# using light board to control fogger?



## NHStech (Apr 14, 2011)

This post will show my ignorance, but, how does one go about hooking up a dmx fogger/snow machine, etc. so it will run off a light board on cue. I would prefer this to someone standing offstage with the wired remote control. My light board is an etc express 125. I do not have a dmx fogger, but am considering one.


----------



## jglodeklights (Apr 14, 2011)

DMX512 is a system by which you have 512 different control channels, or addresses. When you are soft patching dimmers, you are telling the board what address each dimmer is at and which of your console control channels you want it at. The same concept applies to any other DMX controlled device, it has an address that you can usually assign it on the device itself. Fixtures like foggers, scrollers and moving lights may require more than one DMX address. 
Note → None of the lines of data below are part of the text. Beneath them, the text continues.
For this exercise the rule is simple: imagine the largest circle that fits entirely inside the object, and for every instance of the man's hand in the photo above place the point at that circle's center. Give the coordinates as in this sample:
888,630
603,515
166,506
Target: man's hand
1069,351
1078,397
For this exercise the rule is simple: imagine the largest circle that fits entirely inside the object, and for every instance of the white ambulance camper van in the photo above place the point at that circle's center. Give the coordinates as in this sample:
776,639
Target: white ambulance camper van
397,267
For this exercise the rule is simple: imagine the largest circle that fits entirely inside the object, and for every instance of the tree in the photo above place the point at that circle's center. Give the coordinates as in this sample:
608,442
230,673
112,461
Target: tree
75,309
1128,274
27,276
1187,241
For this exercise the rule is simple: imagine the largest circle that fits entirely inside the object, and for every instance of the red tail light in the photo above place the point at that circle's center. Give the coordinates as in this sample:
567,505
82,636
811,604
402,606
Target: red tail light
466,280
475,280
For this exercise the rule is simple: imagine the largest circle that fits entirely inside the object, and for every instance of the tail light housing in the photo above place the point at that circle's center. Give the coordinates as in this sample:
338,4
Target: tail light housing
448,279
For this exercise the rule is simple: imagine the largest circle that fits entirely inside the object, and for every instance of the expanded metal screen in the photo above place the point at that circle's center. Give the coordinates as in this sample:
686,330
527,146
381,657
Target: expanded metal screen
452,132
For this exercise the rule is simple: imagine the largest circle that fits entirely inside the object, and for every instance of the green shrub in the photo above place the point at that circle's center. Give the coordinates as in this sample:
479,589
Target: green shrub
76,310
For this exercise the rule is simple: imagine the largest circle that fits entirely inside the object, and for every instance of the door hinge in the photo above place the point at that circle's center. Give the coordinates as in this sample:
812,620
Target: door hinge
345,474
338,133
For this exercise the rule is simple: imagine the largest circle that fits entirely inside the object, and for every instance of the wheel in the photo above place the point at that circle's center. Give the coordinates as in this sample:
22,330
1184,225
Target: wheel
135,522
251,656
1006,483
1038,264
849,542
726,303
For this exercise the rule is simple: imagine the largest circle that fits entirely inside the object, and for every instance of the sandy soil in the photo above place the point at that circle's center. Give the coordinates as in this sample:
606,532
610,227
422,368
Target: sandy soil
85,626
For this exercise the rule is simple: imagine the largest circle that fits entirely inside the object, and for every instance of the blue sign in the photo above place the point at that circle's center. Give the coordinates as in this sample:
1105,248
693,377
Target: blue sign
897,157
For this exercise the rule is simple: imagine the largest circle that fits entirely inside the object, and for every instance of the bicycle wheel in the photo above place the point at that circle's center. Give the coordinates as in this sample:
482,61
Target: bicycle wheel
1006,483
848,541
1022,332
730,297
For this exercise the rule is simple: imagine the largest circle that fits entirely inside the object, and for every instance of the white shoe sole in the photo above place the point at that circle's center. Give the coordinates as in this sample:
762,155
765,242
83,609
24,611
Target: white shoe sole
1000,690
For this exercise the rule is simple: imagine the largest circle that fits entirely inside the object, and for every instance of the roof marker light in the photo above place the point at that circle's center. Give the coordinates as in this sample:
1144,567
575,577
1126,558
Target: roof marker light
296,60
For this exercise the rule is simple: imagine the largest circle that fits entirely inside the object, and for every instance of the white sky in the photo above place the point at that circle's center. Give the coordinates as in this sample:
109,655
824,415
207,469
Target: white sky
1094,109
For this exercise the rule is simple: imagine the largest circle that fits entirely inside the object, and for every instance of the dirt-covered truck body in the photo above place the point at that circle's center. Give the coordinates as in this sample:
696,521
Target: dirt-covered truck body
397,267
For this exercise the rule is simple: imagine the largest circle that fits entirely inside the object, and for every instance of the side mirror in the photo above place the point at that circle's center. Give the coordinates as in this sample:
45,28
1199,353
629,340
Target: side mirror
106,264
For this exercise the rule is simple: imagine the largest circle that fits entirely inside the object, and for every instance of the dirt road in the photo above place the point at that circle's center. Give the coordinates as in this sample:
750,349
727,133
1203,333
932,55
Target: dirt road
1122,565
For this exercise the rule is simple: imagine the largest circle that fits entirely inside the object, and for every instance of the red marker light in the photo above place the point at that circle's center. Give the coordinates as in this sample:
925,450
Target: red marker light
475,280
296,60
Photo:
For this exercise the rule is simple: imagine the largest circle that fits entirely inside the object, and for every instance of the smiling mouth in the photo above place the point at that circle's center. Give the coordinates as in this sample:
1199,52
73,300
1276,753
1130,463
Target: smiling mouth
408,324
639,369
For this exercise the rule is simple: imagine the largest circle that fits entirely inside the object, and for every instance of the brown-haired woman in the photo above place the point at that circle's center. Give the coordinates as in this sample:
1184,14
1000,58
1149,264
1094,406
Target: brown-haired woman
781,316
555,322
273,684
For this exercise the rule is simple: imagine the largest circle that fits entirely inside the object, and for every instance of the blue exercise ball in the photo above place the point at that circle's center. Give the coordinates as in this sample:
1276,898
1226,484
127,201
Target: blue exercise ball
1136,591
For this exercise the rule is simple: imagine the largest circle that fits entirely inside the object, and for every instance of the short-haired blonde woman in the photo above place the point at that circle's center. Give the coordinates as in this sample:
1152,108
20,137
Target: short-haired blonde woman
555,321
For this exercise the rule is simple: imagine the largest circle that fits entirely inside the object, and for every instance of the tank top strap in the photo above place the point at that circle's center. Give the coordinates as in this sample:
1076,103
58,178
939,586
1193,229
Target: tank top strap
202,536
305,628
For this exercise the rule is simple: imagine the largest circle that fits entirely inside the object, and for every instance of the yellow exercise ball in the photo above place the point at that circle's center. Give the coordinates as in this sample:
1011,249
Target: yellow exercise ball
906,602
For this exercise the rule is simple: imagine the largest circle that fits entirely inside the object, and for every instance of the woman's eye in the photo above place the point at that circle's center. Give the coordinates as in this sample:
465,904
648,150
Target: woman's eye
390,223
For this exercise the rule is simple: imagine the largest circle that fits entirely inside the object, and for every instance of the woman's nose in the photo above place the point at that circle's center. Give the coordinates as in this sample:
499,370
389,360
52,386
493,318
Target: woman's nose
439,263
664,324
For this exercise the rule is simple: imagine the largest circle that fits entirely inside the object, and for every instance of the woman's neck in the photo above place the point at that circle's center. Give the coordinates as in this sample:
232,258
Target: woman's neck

For example, Chauvet LED 200B units have 6 addresses/control channels. The value channel 1 is at controls what mode the unit is in. If the unit is set to RGB color mixing mode by leaving address/channel 1 on the unit at 0, that means channel 2 is the intensity of the Red LEDs, Channel 3 is the Blue LEDs, 4 is the Green LEDs, channel 5 is the strobe effect and rate, and channel 6 dims the unit. To patch this unit will require 6 consecutive DMS addresses, and on your Express 6 different control channels on the board. If the unit is addressed at 1, you will need to patch DMX addresses 1,2,3,4,5 and 6 into channels on your Express. If you address it at 7, you will need to patch DMX addresses 7,8,9,10,11 and 12 into channels on your Express. 

Foggers usually have 3 or 4 different control channels to vary fan speed, density, etc. So you would need to patch each one into a different channel. 

Another option is to patch it as a moving light on the Express, by loading a profile for it, if one is available, from a floppy disk you've saved it to using Express Offline software. Not difficult. I much prefer the level of control DMX foggers/hazers offer compared to DJ style "Push-button" ones.

To get DMX data to it, will depend on your set up. If your dimmers pass through DMX, you can add a line out the back of them to run to the Fogger(s). If not, you will need to use a splitter to split the DMX coming out of your board or use the second universe (DMX Addresses 513 to 1024)


----------